それでも説得を重ねて許可が下り、リハーサル開始直前に帰日が叶った由。めんどうくさい世の中になりましたな。ということで、こんなプログラムが演奏されました。

マーラー/花の章
モーツァルト/クラリネット協奏曲
     ~休憩~
マーラー/交響曲第4番
 指揮/山田和樹
 クラリネット/伊藤寛隆
 ソプラノ/市原愛
 コンサートマスター/木野雅之
 フォアシュピーラー/江口由香
 ソロ・チェロ/菊地知也

当初はインキネンのマーラー・シリーズから第6交響曲とシベリウスの滅多に演奏されない「夜の騎行と日の出」が組まれていたのですが、マーラーの悲劇的はチョッとこの機会には相応しくなかったかも。楽しみにしていたシベリウスは残念でしたが、今回の選曲はとても良かったと思います。

最近あちこちで名前を見るようになった山田和樹、私は初めて聴く指揮者です。

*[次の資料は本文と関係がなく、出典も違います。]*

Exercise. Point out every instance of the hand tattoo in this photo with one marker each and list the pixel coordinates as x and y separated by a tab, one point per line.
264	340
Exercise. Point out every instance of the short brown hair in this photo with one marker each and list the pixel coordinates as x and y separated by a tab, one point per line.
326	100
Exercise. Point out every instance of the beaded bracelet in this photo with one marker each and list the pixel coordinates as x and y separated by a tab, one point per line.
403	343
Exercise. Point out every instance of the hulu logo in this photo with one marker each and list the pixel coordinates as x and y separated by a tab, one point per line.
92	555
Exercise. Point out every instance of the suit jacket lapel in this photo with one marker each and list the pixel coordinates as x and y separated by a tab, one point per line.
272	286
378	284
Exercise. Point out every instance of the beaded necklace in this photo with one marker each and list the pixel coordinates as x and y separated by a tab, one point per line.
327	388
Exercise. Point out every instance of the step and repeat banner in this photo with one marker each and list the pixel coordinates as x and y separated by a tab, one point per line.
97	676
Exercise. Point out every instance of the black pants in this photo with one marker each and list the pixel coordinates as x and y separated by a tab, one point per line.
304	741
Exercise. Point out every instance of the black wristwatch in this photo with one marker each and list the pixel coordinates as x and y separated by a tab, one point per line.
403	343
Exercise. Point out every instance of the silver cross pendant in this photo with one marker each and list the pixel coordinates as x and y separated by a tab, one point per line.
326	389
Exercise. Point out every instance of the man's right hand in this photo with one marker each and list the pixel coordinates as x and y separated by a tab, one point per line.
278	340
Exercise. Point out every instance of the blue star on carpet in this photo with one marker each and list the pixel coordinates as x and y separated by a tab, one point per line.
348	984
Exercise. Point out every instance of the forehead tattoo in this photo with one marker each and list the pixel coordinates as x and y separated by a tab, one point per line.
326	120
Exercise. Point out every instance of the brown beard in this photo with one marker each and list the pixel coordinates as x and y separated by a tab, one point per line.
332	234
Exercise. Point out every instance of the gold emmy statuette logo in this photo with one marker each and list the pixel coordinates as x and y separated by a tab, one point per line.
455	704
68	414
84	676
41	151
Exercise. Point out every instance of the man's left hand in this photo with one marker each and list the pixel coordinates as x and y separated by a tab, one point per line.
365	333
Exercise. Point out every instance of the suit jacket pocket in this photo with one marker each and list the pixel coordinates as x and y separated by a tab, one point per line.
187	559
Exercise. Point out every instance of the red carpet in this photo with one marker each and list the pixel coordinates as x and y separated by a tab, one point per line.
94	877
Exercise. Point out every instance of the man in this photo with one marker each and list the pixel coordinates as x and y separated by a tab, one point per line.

1979年生まれと言いますから、私の子どもと同じ世代。一昨年のブザンソン国際指揮者コンクールに優勝して注目された若手です。
ブザンソンは日本人が強いコンクールで、山田は確か7人目だったはず。世界の小澤を筆頭に、沼尻や下野もブザンソン組でしたよね。
来年からスイス・ロマンド管の首席客演指揮者に就任するそうで、今後は度々彼の指揮を聴くことになるでしょう。日本フィルとは初めてではありませんが、今年の12月に東京定期デビューが決まっています。今回はピンチヒッターによる初登場ですが、謂わばデビューの前倒し。本人は日本のオーケストラの定期デビューは是非日本フィルで、と希望していましたから、将来に亘っての絆は繋がれているようです。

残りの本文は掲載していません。